Чуковский–рэп. "Муха–Цокотуха" в Большом театре кукол

Автор фото: БТК
Автор фото: БТК

 

На программке нового спектакля Большого театра кукол (БТК) "Муха–Цокотуха" значится маркировка 6+. В зрительном зале малой сцены — скорее публика 6–: плюс–минус карапузы сидят на специальных микростульчиках в первых рядах, кто поскромней — на коленках мам, пап и редких бабушек. Вот она, самая требовательная и беспощадная театральная аудитория: дать ей заскучать или перестать понимать происходящее — смерти подобно. Родители–поводыри этой фокус–группы, конечно, люди куда более терпеливые, шума–гама не поднимут даже на самом унылом детском утреннике. Но все же и о них надо подумать в приличном заведении. Вот в БТК и подумали.
Молодые авторы детского, совсем–совсем детского спектакля приняли во внимание простой факт: возрастной ценз родителей тоже не то чтобы очень велик, 20+, 30–. Молодежь, тусовщики, дети Интернета и вечные подростки. Режиссер Анатолий Гущин (выпускник актерского курса Руслана Кудашова, не путать с тезкой–москвичом, героем полицейско–бандитских сериалов) ставил как будто для себя и своих коллег, входящих в ту же возрастную группу. Ну и аранжировал бессмертный шедевр Корнея Чуковского в стиле хип–хоп.
Четверо в глухих комбинезонах с надписями I love bugs разминаются под незамысловатый танцевальный саундтрек. Включают фонарики на лбу (и весь спектакль будут остроумно работать осветителями), собирают слова по слогам: "му–му", "ха–ха–ха"… Потом–то артисты разгонятся до настоящего заунывно–подросткового рэпака, иной раз сбиваясь на оперные завывания, частушки или мотивчики из Pink Floyd.

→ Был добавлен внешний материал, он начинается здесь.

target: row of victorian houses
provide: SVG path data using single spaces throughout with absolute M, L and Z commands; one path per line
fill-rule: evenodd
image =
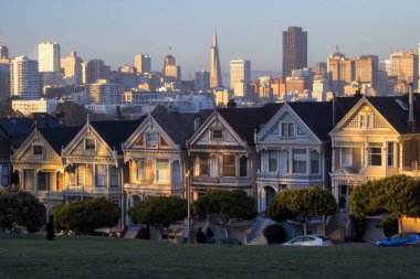
M 328 222 L 343 228 L 343 238 L 350 234 L 348 197 L 355 186 L 393 174 L 418 176 L 419 97 L 355 95 L 35 127 L 10 163 L 20 187 L 48 210 L 106 196 L 120 206 L 125 225 L 127 208 L 138 201 L 185 197 L 187 183 L 193 200 L 210 189 L 241 189 L 262 214 L 279 191 L 328 189 L 339 205 Z M 379 225 L 372 219 L 368 229 Z

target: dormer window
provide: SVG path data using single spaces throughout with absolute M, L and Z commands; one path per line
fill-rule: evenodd
M 44 150 L 43 150 L 42 146 L 33 146 L 32 152 L 33 152 L 33 155 L 43 155 L 44 154 Z
M 369 107 L 364 107 L 364 109 L 359 112 L 359 128 L 374 128 L 374 112 Z
M 222 140 L 223 139 L 223 130 L 211 130 L 211 139 Z
M 85 139 L 85 150 L 96 150 L 96 140 L 95 139 Z
M 293 138 L 295 136 L 295 124 L 283 122 L 282 127 L 282 138 Z

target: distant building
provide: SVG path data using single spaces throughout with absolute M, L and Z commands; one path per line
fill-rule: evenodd
M 60 44 L 42 42 L 38 45 L 39 72 L 60 72 Z
M 151 57 L 147 54 L 137 54 L 134 56 L 134 66 L 137 68 L 138 74 L 146 74 L 151 72 Z
M 221 86 L 223 86 L 222 72 L 220 71 L 218 34 L 214 30 L 213 42 L 211 44 L 211 52 L 210 52 L 210 88 L 221 87 Z
M 196 72 L 195 87 L 198 92 L 207 92 L 210 89 L 210 72 Z
M 50 114 L 55 109 L 56 105 L 63 103 L 57 99 L 13 99 L 12 108 L 15 111 L 22 112 L 24 116 L 29 116 L 34 112 Z
M 307 32 L 290 26 L 283 31 L 283 78 L 303 67 L 307 67 Z
M 66 84 L 82 84 L 82 63 L 83 61 L 76 52 L 71 52 L 69 56 L 61 60 L 61 68 Z
M 19 56 L 10 62 L 10 92 L 12 97 L 23 99 L 40 97 L 41 81 L 36 61 Z
M 85 83 L 94 84 L 97 79 L 108 79 L 111 67 L 103 60 L 90 60 L 85 65 Z
M 234 97 L 248 97 L 251 84 L 251 62 L 248 60 L 230 61 L 230 87 Z

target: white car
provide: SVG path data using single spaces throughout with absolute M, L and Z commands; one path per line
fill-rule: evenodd
M 284 243 L 286 246 L 333 246 L 332 240 L 329 238 L 324 238 L 323 236 L 298 236 Z

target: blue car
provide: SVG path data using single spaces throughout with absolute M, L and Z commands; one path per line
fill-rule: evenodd
M 375 244 L 376 247 L 401 247 L 407 243 L 420 240 L 419 233 L 399 233 L 389 238 L 380 239 Z

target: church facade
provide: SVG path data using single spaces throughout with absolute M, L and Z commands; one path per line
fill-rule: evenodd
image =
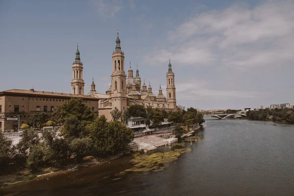
M 110 114 L 112 110 L 118 109 L 123 113 L 130 106 L 135 104 L 143 105 L 145 107 L 151 106 L 153 108 L 159 108 L 168 111 L 177 110 L 174 74 L 172 69 L 171 61 L 170 60 L 166 75 L 167 98 L 163 94 L 160 85 L 158 94 L 156 96 L 152 92 L 150 81 L 148 88 L 145 80 L 142 85 L 138 66 L 136 70 L 136 75 L 134 76 L 130 62 L 127 71 L 128 75 L 125 74 L 125 69 L 127 69 L 128 66 L 127 65 L 127 68 L 125 66 L 124 53 L 122 50 L 118 31 L 117 33 L 115 50 L 112 53 L 112 72 L 110 76 L 110 87 L 105 94 L 98 93 L 96 90 L 93 78 L 91 85 L 91 91 L 87 94 L 89 96 L 99 99 L 99 115 L 104 115 L 108 121 L 110 121 L 112 119 Z M 84 95 L 85 83 L 82 77 L 83 64 L 80 59 L 78 46 L 75 55 L 75 61 L 73 64 L 72 93 Z

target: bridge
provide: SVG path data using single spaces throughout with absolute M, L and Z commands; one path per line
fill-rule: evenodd
M 246 114 L 207 114 L 204 116 L 210 116 L 211 117 L 216 117 L 220 119 L 225 119 L 227 117 L 231 116 L 242 116 L 245 117 L 247 117 Z

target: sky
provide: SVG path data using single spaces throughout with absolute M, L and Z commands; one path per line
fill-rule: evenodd
M 0 91 L 70 93 L 78 43 L 85 93 L 92 77 L 105 93 L 119 29 L 125 65 L 155 95 L 171 59 L 177 104 L 294 105 L 293 0 L 1 0 L 0 26 Z

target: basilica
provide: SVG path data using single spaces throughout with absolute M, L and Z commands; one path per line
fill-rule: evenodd
M 171 61 L 168 65 L 167 73 L 167 96 L 162 93 L 159 86 L 158 94 L 152 92 L 150 81 L 148 87 L 142 80 L 137 66 L 136 75 L 134 76 L 131 62 L 125 74 L 124 53 L 122 50 L 121 40 L 117 32 L 115 50 L 112 53 L 112 73 L 111 75 L 110 87 L 105 94 L 97 92 L 95 89 L 94 78 L 91 85 L 91 91 L 87 95 L 99 99 L 98 103 L 99 115 L 104 115 L 108 120 L 112 119 L 110 112 L 116 109 L 123 112 L 130 105 L 139 104 L 144 107 L 151 106 L 166 111 L 177 110 L 174 74 L 172 69 Z M 80 58 L 78 45 L 75 52 L 75 59 L 73 63 L 73 80 L 72 80 L 72 94 L 84 95 L 85 82 L 83 79 L 83 64 Z M 142 85 L 142 86 L 141 86 Z

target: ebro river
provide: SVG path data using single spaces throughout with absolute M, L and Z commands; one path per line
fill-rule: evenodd
M 186 143 L 192 150 L 161 171 L 118 177 L 132 166 L 127 156 L 9 185 L 0 195 L 294 195 L 294 125 L 208 117 L 198 134 L 203 141 Z

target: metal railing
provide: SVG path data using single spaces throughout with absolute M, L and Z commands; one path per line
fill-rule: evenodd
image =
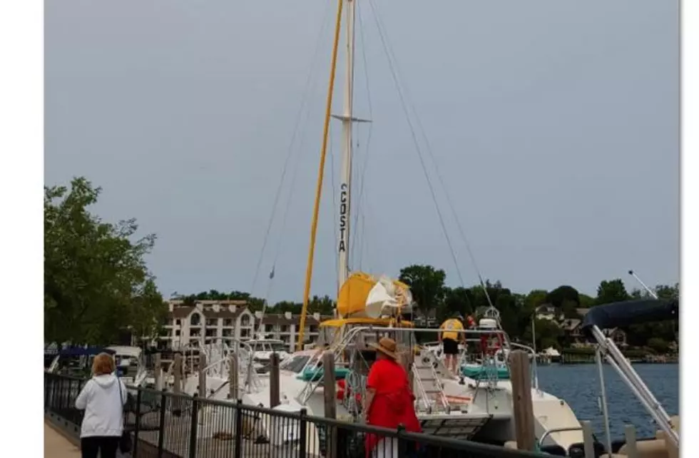
M 44 375 L 46 414 L 79 425 L 75 399 L 85 380 Z M 244 458 L 287 457 L 362 458 L 364 441 L 381 438 L 372 457 L 541 458 L 541 454 L 387 429 L 342 419 L 135 389 L 125 410 L 133 438 L 133 458 Z

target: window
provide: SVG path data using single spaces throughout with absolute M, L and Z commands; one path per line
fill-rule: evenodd
M 201 316 L 198 313 L 193 314 L 189 322 L 190 326 L 199 326 L 201 325 Z

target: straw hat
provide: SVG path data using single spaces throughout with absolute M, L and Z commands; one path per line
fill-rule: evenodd
M 378 345 L 372 343 L 369 344 L 369 346 L 377 351 L 381 352 L 392 360 L 397 359 L 396 341 L 393 339 L 389 337 L 381 337 L 381 340 L 379 340 Z

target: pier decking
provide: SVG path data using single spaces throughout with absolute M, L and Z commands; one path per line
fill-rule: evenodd
M 44 421 L 44 458 L 80 458 L 80 449 Z

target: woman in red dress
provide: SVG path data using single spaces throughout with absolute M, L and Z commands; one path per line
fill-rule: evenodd
M 379 344 L 372 344 L 376 350 L 376 362 L 369 371 L 364 412 L 367 424 L 395 429 L 402 424 L 406 431 L 421 432 L 415 414 L 412 390 L 405 370 L 396 360 L 396 342 L 383 337 Z M 379 458 L 397 458 L 398 441 L 391 437 L 367 434 L 367 458 L 375 449 Z

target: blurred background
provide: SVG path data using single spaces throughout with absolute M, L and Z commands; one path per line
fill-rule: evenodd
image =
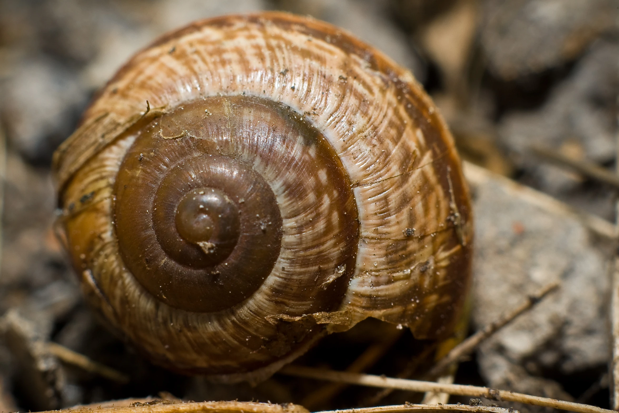
M 607 407 L 615 243 L 604 228 L 615 220 L 619 189 L 617 0 L 0 0 L 0 411 L 160 392 L 310 410 L 415 401 L 367 388 L 326 393 L 322 383 L 277 375 L 255 388 L 215 386 L 155 367 L 93 319 L 54 237 L 52 153 L 97 89 L 167 30 L 274 9 L 340 26 L 410 69 L 462 157 L 490 172 L 471 183 L 478 217 L 472 331 L 553 277 L 566 286 L 485 343 L 456 382 Z M 501 176 L 569 207 L 540 207 Z M 50 341 L 124 375 L 76 367 L 40 345 Z M 343 370 L 377 343 L 382 352 L 365 370 L 414 376 L 410 333 L 373 321 L 328 337 L 300 362 Z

Муха — "фу!", аутсайдер, непопулярный член группы (детсадовской, школьной, студенческой?). На сцене явлены джекпот, сорванный в игровом автомате с помощью найденной денежки (самовар), игра в наперстки, букашки–таракашки разной степени карикатурности, вырезанные из фанеры, активно участвуют в клубных вечеринках. На них присутствует не описанный Чуковским персонаж — богомол–папарацци. От себя авторы добавили и поучительную вспышку жадности. Муха, оторопев от внимания насекомых к своему приобретению, вдруг заявляет: "Это мой самовар!" и обнимает его неожиданно узнаваемым, трогательным человеческим движением. Жуки разбредаются, разочарованно жужжа сквозь зубы, Муха живенько исправляется, веселье продолжается с новой силой.

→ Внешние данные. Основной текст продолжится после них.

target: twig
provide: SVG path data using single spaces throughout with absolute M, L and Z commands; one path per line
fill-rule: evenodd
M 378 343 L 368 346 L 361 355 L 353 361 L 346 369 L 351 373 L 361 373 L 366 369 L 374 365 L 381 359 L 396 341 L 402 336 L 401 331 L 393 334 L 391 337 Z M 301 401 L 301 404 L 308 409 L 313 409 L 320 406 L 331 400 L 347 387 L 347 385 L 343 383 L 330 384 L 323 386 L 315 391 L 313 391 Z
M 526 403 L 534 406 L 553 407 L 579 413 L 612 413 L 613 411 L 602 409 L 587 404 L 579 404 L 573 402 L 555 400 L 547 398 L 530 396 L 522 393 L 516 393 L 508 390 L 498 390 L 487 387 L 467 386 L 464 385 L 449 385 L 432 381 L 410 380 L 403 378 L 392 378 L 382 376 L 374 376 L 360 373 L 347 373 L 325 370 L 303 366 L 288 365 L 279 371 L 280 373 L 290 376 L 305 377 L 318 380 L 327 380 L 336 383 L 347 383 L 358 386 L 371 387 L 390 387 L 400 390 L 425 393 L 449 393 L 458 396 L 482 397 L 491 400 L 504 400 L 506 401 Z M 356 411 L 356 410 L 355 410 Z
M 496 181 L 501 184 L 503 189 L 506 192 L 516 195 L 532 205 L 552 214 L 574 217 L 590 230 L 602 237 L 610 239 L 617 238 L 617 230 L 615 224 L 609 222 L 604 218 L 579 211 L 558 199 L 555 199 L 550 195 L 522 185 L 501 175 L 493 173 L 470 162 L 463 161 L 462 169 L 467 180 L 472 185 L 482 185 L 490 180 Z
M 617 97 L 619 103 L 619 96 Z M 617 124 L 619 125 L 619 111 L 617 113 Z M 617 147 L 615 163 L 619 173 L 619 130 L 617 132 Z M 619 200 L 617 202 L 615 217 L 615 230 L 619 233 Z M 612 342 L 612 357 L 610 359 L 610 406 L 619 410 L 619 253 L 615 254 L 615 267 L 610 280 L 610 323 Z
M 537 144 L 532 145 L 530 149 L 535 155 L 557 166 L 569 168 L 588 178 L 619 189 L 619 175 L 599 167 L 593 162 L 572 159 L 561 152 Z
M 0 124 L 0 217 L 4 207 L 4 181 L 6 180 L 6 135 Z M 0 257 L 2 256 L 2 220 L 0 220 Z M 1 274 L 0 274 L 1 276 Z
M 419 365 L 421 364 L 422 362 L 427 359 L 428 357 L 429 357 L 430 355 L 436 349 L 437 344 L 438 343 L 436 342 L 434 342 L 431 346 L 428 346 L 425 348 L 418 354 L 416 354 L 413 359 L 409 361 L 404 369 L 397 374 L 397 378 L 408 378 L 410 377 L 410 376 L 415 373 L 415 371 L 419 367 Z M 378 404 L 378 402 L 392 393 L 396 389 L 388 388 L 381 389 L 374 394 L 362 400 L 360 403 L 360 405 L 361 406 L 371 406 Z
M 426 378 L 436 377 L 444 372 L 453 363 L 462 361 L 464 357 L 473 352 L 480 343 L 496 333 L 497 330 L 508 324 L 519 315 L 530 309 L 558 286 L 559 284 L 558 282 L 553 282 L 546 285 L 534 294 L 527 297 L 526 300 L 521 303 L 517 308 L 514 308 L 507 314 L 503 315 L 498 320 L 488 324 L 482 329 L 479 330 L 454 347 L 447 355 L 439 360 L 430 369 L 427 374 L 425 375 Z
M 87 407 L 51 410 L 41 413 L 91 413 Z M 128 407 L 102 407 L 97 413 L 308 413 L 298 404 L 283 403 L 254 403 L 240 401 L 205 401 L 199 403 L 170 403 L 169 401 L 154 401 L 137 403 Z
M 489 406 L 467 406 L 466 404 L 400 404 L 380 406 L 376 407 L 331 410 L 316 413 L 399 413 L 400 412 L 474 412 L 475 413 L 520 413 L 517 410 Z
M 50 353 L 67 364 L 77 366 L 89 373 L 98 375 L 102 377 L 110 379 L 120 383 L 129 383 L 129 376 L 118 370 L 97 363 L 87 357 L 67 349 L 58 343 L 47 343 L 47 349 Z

События в постановке развиваются стремительно, дети внимают, почти не дыша, родители хохочут. Появление храброго Комарика вызывает заслуженные аплодисменты, а его признание в любви, сопровождаемое проникновенным трепетанием кукловодов Анастасии Грицай и Алеся Снопковского, заставляет ни много ни мало душевно сопереживать артистам. Финальная песнь квартета актеров завершается раздачей печенек (зрителям), все счастливы.
Одно жаль: эта "Муха–Цокотуха" длится всего полчаса. Энергичная постановка не успевает исчерпать потенциал детской аудитории, не говоря о взрослых, дольше транспортировавших своих чад в театр, чем наслаждавшихся обаятельным зрелищем. Хочется то ли сиквела, то ли приквела, то ли пары–тройки отступлений от основного сюжета минут на десять. Например, почему бы не раскрыть характер Кузнечика, который "совсем как человечек, за кусток, под мосток, и молчок"? Представитель темных сил, Паук, мог бы не только зловеще хохотать под песню The Doors и терять голову в битве. Червячки, которые лихо спускаются на сцену под занавес, так и просятся из массовки в настоящие роли. Это мы не говорим о весьма киногеничных второстепенных персонажах — трех Тараканах–наперсточниках, Бабочке с глазами на затылке (то есть на крыльях) или ворчливой Божьей Коровке. Впрочем, Анатолию Гущину виднее: вдруг он готовит вторую серию успешного спектакля и не просто так приберегает запасы сценических штучек и шуточек? Что ж, я бы на "Муху–2" пошла.